Controllability for chains of dynamical scatterers

TL;DR

This paper demonstrates that a chain of chaotic mechanical cells with heat baths at both ends is controllable, allowing the system to transition between any states, which implies a unique invariant measure out of equilibrium.

Contribution

We prove controllability of a class of chaotic mechanical chains with heat baths, establishing the ability to drive the system between any states and confirming the uniqueness of the invariant measure.

Findings

System is controllable via heat baths.

Any state can be reached from any other in finite time.

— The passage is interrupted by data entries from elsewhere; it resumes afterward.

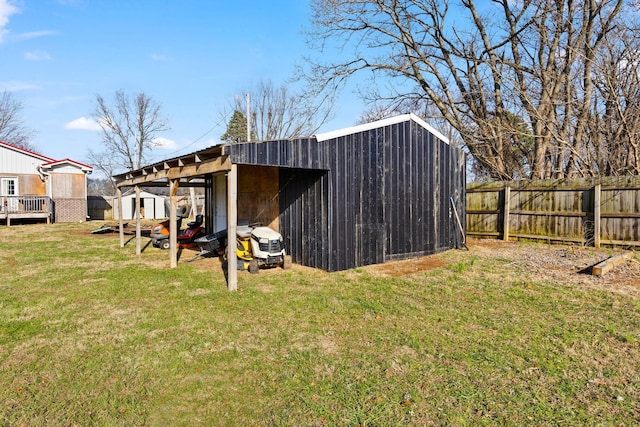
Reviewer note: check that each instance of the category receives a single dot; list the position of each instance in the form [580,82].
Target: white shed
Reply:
[152,206]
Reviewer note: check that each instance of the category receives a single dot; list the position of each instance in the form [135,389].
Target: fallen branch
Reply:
[606,265]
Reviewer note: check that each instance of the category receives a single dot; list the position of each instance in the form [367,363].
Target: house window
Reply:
[8,186]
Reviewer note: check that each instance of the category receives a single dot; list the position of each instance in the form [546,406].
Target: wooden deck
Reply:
[24,207]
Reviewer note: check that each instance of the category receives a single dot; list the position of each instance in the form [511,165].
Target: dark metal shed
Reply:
[367,194]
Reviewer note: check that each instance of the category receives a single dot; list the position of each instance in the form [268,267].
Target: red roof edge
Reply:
[49,161]
[67,160]
[22,150]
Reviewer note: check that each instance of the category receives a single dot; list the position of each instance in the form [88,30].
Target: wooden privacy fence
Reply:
[593,212]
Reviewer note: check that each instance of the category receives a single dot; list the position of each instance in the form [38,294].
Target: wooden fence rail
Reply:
[592,212]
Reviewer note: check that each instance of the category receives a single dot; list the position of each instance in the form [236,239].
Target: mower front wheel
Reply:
[253,266]
[286,262]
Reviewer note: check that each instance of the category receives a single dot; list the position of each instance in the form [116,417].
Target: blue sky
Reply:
[192,56]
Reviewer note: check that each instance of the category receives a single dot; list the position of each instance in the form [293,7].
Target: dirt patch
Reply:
[407,266]
[564,264]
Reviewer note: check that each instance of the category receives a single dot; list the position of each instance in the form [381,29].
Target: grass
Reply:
[91,334]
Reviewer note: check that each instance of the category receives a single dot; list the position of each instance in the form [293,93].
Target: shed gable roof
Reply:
[378,124]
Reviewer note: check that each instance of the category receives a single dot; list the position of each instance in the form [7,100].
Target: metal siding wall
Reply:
[303,223]
[380,194]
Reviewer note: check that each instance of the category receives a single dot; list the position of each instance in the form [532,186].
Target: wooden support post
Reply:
[120,220]
[507,206]
[173,223]
[232,224]
[194,206]
[138,250]
[597,196]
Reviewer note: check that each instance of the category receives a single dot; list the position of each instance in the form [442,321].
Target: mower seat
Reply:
[197,223]
[244,231]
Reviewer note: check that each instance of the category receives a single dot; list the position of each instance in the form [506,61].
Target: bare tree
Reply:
[129,128]
[12,128]
[277,112]
[515,79]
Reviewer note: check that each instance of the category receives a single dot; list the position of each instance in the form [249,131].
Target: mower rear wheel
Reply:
[253,266]
[286,262]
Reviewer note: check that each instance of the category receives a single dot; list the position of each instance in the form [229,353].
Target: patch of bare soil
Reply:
[407,266]
[564,264]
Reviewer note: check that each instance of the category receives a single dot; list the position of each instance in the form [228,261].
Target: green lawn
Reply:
[91,334]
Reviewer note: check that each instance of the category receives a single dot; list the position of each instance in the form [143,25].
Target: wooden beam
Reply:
[232,224]
[507,205]
[597,204]
[219,164]
[173,223]
[138,246]
[608,264]
[120,220]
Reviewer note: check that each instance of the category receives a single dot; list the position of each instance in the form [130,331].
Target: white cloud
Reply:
[37,56]
[82,123]
[165,144]
[6,10]
[16,86]
[34,34]
[161,58]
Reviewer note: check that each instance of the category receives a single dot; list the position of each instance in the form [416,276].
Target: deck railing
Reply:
[24,204]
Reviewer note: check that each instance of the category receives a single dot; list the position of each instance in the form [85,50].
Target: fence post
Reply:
[596,214]
[505,210]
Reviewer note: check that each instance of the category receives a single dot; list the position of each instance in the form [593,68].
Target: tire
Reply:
[253,266]
[286,262]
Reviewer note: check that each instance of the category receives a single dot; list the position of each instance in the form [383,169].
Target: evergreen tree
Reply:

Existence of a unique invariant measure out of equilibrium.

Abstract

In this paper, we consider a class of mechanical models which consists of a linear chain of identical chaotic cells, each of which has two small lateral holes and contains a rotating disk at its center. Particles are injected at characteristic temperatures and rates from stochastic heat baths located at both ends of the chain. Once in the system, the particles move freely within the cells and will experience elastic collisions with the outer boundary of the cells as well as with the disks. They do not interact with each other but can transfer energy from one to another through collisions with the disks. The state of the system is defined by the positions and velocities of the particles and by the angular positions and angular velocities of the disks. We show that each model in this class is controllable with respect to the baths, i.e. we prove that the action of the baths can drive the system from any state to any other state in a finite time. As a consequence, one obtains the existence of at most one regular invariant measure characterizing its states (out of equilibrium).